A dor que nos provoca o arrependimento é uma dor aguda e fininha, como aquela que nos faz saltar na cadeira quando desvitalizamos um dente. Pode transformar-se numa moinha, mas não desaparece. Se não tivéssemos dito ou feito assim, e antes assado, escolhido o caminho A em lugar do B, ou mesmo permanecido quietinhos no mesmo lugar, teríamos evitado magoarmo-nos a nós mesmas, ou pior ainda, os outros.
Que raiva, porque é que apesar de tanta tecnologia e inteligências artificiais, não conseguimos fazer desaparecer o que correu mal? Se ao menos o tempo voltasse para trás. Mas não volta.
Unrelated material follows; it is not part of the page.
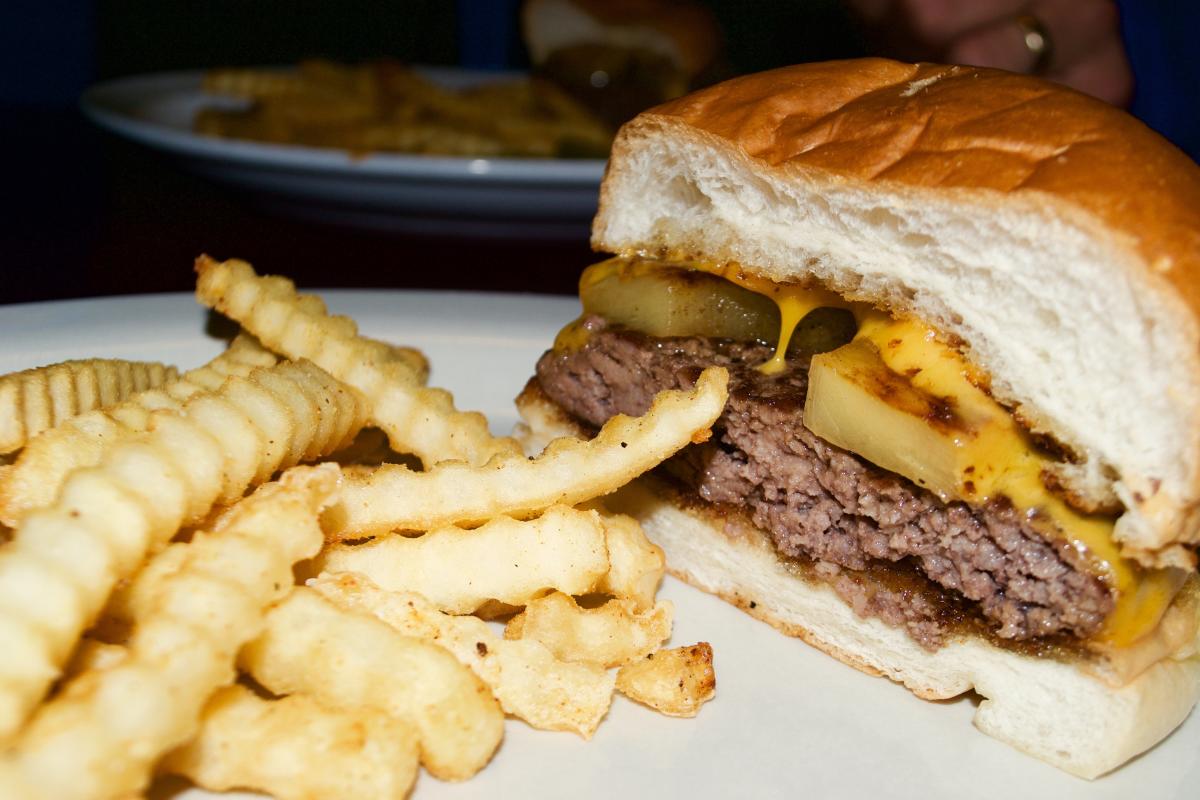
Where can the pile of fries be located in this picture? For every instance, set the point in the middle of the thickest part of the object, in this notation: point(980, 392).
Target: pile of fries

Quando percebemos que não volta, odiamos ainda mais o arrependimento porque, aparentemente, é uma dor que não serve para nada. Ou, mais grave, só serve para nos tornar pessoas mais hesitantes, com medo de arriscar, excessivamente conformadas, tal o receio de voltar a meter a pata na poça, de que o que aí vem seja pior do que aquilo que já temos. Com mais o peso do arrependimento. E isso é mau. Mas há pior: por falta de capacidade para suportar a pena e o remorso, corremos também o risco de banalizar o sentimento, esvaziando-o, tornando-o num pretexto para nos vitimizarmos, fugindo à responsabilidade pelas consequências dos nossos atos. Se escolhermos como bitola a certeza de que a culpa é sempre dos outros, livramo-nos do arrependimento, é verdade, mas o que sobeja de nós não é grande coisa.
Aliás, suspeito que não é por acaso que sentimentos tão universais como este sobrevivem milhões de anos depois de termos evoluído de uma qualquer amiba ancestral. O arrependimento, exatamente porque desinquieta, pode tornar-nos mais espertos, evitando os mesmos erros e, acima de tudo, levando-nos a reparar o mal que causámos. O exercício de reparação não é, contudo, como aqueles tira nódoas mágicos que a publicidade anuncia à hora em que estamos a passar a ferro frente à televisão — temos de aceitar que a marca fica, sem virar o bico ao prego, acusando quem não nos perdoa integralmente de ser o mau da fita.
Mas, esperem, também há os arrependimentos estúpidos, ah, pois há. São aqueles em que nos condenamos por uma decisão idealizando o contexto em que foi tomada. Imagine um tabuleiro de xadrez, com as peças já todas em jogo, e agora imagine que é o cavalo, encurralado por um bispo e uma torre, tendo pela frente dois peões prontos a engoli-lo. Avança duas casas para a frente e uma para o lado, a única opção que lhe permite não morrer. Fez o que podia para sobreviver. E agora, esquecidas as condicionantes, visualizando um campo de batalha vazio, condena-se por aquele salto. Pergunta-se incessantemente porque é que não foi antes para a esquerda, ou deu um passo atrás? Pois, exatamente, porque essa possibilidade não estava em cima da mesa.
É fácil esquecer, também, que cada jogada nossa, condiciona a jogada do adversário que, por sua vez, condiciona de novo a nossa, e que se hoje temos novos dados, só os possuímos porque movemos as peças como as movemos. Ou porque o tempo, de novo o tempo, nos abriu novas perspetivas. Não vale agora acusarmo-nos, pelo que então desconhecíamos. Isso é batota, e não serve para mais do que nos infernizar a vida. E ai, às vezes, precisamos mesmo de ajuda de alguém de fora para nos libertar de uma teia que não nos leva a lado nenhum.